Five snakes that actually fly, here's what they are and where to spot them
Five species of Southeast Asian snakes defy gravity by launching from trees and flattening their bodies into a ribbon-like shape to glide. This aerial undulation, a complex maneuver involving rhythmic waves, stabilizes their flight and allows them...

What is a flying snake anyway?
The five species, paradise, golden tree, twin-barred, ornate, and Moluccan flying snakes, are all members of the genus Chrysopelea and are found in forests from India to Indonesia. They obviously have no wings. What they do have, however, is an alien-like ability to reconfigure their bodies at will.
As soon as one of these snakes launches from a branch, its muscles flatten its torso from round to almost triangular, like squeezing a garden hose into a ribbon. The flying snake Chrysopelea paradisi generates a geometry that functions as a lifting surface in the absence of wings by spreading its ribs and flattening its body to create a triangular cross-section, according to research published in the Journal of Experimental Biology. That odd, almost UFO-like cross-section is what keeps them aloft, and surprisingly effective it is.
The wiggly secret behind a stable glide
Here is where it gets even weirder. When they glide, these snakes don’t just stretch out stiff and pray for the best. They undulate, sending rhythmic waves down their bodies the whole time. For years, scientists thought this was just a vestigial motor habit from slithering on the ground, something their muscles did automatically, but it’s a lot more intentional than that, actually.
A 2020 study published in Nature Physics found that flying snakes use both horizontal and vertical waves during aerial undulation while gliding. Without undulation, simulated glides were unsuccessful due to roll and pitch instabilities. The addition of undulation stabilized the rotational motion and greatly increased glide performance. In other words, the wiggling isn’t just for show; it’s the whole reason they don’t fall out of the sky.
Researchers at Virginia Tech have turned a four-story theatre into an indoor glide arena, using 23 high-speed cameras and motion-capture technology, and have found that aerial undulation not only prevents the snake from tipping over during glides but also increases both the horizontal and vertical distances traveled.

Why would a snake need to fly in the first place?
Good question. These snakes aren’t migrating or hunting for birds. A 3D kinematic analysis of gliding in Chrysopelea paradisi suggests that the snakes may be capable of using aerial locomotion to effectively travel between trees, pursue aerial prey, or evade predators. It is slow and dangerous to drop to the ground and climb back up in dense rainforest canopy. Gliding is really just a shortcut, and sometimes it saves their life.

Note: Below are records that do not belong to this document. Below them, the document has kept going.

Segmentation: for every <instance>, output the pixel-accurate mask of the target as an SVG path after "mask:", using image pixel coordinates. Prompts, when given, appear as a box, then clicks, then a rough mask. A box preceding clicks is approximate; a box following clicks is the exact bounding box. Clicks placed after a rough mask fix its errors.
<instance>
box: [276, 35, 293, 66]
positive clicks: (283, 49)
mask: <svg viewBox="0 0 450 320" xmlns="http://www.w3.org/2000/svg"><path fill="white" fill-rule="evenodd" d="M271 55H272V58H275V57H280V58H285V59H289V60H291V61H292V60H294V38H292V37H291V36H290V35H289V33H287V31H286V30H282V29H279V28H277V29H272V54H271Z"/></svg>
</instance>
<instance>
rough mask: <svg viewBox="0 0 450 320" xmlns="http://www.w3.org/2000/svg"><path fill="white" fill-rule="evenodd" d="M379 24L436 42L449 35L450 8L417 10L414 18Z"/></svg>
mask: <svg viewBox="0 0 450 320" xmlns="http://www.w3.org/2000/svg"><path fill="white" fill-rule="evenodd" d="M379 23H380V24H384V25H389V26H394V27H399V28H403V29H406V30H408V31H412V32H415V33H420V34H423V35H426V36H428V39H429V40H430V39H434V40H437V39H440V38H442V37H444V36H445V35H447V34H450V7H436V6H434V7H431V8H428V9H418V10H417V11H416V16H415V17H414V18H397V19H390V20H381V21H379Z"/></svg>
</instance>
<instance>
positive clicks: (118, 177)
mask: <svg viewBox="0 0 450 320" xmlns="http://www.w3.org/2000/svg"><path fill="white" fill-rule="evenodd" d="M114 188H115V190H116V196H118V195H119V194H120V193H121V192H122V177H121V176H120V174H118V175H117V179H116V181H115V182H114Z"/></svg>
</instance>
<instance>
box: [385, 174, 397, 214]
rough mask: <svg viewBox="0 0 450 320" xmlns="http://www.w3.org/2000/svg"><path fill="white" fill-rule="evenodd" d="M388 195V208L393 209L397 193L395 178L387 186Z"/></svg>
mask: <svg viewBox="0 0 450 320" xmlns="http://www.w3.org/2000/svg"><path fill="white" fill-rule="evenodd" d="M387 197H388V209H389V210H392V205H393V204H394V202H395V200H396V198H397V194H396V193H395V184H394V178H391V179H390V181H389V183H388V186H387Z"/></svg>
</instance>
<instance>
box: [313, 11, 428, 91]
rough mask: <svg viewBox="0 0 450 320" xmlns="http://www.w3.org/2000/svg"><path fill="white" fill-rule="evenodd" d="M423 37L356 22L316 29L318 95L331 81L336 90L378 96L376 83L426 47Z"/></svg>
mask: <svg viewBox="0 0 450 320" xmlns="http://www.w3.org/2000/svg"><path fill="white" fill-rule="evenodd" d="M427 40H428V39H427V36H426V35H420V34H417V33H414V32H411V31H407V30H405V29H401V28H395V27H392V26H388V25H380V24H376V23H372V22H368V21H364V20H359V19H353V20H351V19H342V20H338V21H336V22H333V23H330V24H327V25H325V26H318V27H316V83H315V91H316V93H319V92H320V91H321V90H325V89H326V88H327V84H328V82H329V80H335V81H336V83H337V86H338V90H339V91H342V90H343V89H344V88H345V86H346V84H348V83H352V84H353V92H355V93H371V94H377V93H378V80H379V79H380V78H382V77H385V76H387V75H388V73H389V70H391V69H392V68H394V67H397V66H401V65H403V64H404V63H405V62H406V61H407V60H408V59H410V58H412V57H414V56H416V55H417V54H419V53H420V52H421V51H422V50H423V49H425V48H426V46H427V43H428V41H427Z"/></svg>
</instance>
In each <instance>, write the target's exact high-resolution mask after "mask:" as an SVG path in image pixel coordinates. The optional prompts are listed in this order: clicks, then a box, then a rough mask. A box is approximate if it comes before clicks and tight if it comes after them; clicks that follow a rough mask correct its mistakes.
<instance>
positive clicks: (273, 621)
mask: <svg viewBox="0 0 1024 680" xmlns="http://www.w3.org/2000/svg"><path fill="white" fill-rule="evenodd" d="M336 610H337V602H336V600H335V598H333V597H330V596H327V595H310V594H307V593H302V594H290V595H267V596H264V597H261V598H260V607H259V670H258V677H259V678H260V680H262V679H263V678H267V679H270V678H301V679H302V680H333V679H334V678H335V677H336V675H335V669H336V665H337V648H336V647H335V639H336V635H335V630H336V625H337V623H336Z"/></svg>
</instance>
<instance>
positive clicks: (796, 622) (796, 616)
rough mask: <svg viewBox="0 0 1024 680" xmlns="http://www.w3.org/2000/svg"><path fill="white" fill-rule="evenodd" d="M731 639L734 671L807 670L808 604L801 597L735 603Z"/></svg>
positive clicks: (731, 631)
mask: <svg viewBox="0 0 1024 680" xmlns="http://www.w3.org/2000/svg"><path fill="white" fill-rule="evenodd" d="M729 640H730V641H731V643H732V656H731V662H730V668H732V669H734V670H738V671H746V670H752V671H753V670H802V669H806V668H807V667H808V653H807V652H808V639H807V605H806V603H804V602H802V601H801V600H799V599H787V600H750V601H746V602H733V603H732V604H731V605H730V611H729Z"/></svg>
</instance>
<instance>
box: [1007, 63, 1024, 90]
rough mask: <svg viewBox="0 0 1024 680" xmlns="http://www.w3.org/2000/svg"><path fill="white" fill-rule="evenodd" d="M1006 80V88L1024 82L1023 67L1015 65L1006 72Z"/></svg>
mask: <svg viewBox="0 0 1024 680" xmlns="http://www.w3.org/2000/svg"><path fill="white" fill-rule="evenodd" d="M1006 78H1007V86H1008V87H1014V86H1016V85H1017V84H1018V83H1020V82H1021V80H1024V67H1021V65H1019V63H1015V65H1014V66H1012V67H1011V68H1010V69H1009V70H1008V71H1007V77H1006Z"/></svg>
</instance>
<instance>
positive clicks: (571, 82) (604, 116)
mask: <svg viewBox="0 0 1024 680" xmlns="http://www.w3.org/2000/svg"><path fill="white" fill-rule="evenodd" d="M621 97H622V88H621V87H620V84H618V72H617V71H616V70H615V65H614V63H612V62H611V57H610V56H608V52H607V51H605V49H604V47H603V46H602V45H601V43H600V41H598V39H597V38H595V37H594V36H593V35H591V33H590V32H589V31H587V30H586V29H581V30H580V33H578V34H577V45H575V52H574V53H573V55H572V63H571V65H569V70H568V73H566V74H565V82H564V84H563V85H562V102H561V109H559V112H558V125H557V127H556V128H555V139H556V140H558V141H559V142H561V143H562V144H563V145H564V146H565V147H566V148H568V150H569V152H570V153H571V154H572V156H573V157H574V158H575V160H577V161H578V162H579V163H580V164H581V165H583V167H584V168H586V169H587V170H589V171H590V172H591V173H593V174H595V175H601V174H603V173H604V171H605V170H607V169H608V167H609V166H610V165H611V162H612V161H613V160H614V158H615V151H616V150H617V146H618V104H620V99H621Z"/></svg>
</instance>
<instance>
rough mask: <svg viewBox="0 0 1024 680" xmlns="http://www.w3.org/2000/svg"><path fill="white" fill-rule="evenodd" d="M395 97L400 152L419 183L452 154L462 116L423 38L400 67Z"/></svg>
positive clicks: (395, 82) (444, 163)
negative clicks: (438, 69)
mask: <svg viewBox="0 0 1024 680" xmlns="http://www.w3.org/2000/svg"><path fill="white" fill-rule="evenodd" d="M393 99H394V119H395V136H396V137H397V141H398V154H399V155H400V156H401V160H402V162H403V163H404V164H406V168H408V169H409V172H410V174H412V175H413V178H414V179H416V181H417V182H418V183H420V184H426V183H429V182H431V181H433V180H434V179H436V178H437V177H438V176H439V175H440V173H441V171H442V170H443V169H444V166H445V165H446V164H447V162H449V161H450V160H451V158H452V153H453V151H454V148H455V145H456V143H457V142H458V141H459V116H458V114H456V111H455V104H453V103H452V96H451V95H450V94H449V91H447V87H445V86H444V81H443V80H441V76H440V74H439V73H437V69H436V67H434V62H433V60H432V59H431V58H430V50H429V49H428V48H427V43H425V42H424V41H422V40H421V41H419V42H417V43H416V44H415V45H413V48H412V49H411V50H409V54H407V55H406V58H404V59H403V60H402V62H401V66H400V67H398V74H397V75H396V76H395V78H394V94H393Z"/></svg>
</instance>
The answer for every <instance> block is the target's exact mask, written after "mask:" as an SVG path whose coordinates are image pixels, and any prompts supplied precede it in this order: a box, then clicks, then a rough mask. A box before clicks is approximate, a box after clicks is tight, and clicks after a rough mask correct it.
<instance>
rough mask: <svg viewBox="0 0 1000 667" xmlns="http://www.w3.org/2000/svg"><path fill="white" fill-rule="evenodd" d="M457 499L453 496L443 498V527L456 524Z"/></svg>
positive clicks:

The paradise tree snake is the most adept glider of the five species, capable of glide ratios up to 4.5 and displaying active turning in mid-air. To give you some context, a glide ratio of 4.5 means it moves 4.5 feet forward for every foot it drops. That puts it in the same category as flying squirrels.
Where to spot them (if you're brave enough)
These snakes are arboreal, meaning they live almost their entire lives in trees. Their range includes the mainland, Greater and Lesser Sundas, Maluku, and the Philippines, and extends to southern China, India, and Sri Lanka. Lowland tropical forests are the sweet spot, especially places with tall, dense canopies where it actually makes sense to glide from tree to tree. blogspot.com
For most of us, the footage that researchers have gathered is more than enough. Watching a snake launch itself into the open air, flatten into a wing, and coast between trees is one of those moments that makes the natural world feel really, absurdly cool.